This growing evidence led the Academy to issue its recommendation in 1999 that no child under two years old watch any television. The authors of the new study might suggest reading instead: children who got daily reading or storytelling time with their parents showed a slight increase in language skills.

Though the popular baby videos and DVDs in the Washington study were designed to stimulate infants' brains, not necessarily to promote language development, parents generally assume that the products' promises to make their babies smarter include improvement of speaking skills. But, says Christakis, "the majority of the videos don't try to promote language; they have rapid scene changes and quick edits, and no appearance of the 'parent-ese' type of speaking that parents use when talking to their babies."

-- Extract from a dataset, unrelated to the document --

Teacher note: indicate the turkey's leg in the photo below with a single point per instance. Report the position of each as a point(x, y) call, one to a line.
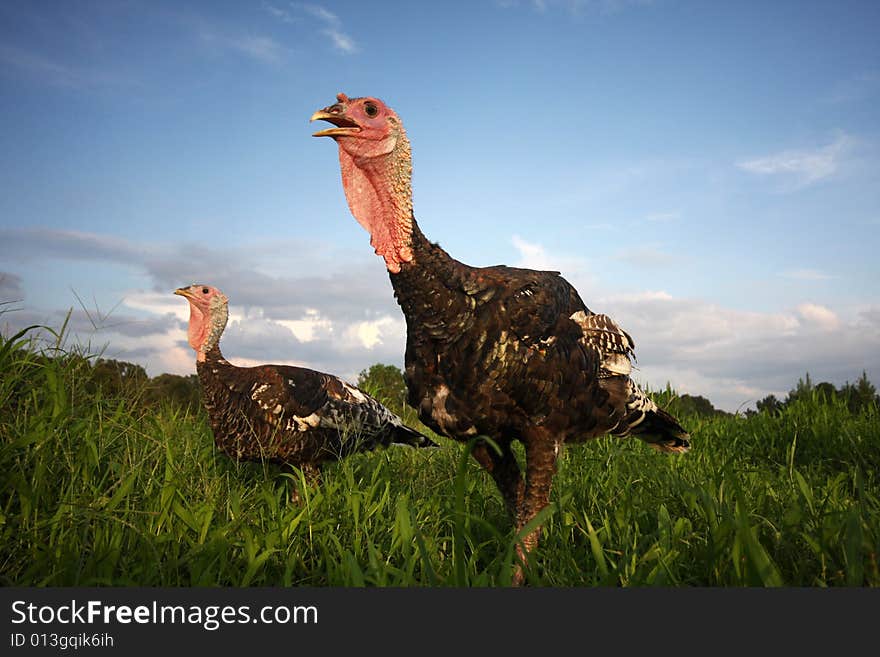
point(505, 471)
point(541, 454)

As far as Christakis and his colleagues can determine, the only thing that baby videos are doing is producing a generation of overstimulated kids. "There is an assumption that stimulation is good, so more is better," he says. "But that's not true; there is such a thing as overstimulation." His group has found that the more television children watch, the shorter their attention spans later in life. "Their minds come to expect a high level of stimulation, and view that as normal," says Christakis, "and by comparison, reality is boring."


He and other experts worry that the proliferation of these products will continue to displace the one thing that babies need in the first months of life — face time with human beings. "Every interaction with your child is meaningful," says Christakis. "Time is precious in those early years, and the newborn is watching you, and learning from everything you do." So just talk to them; they're listening.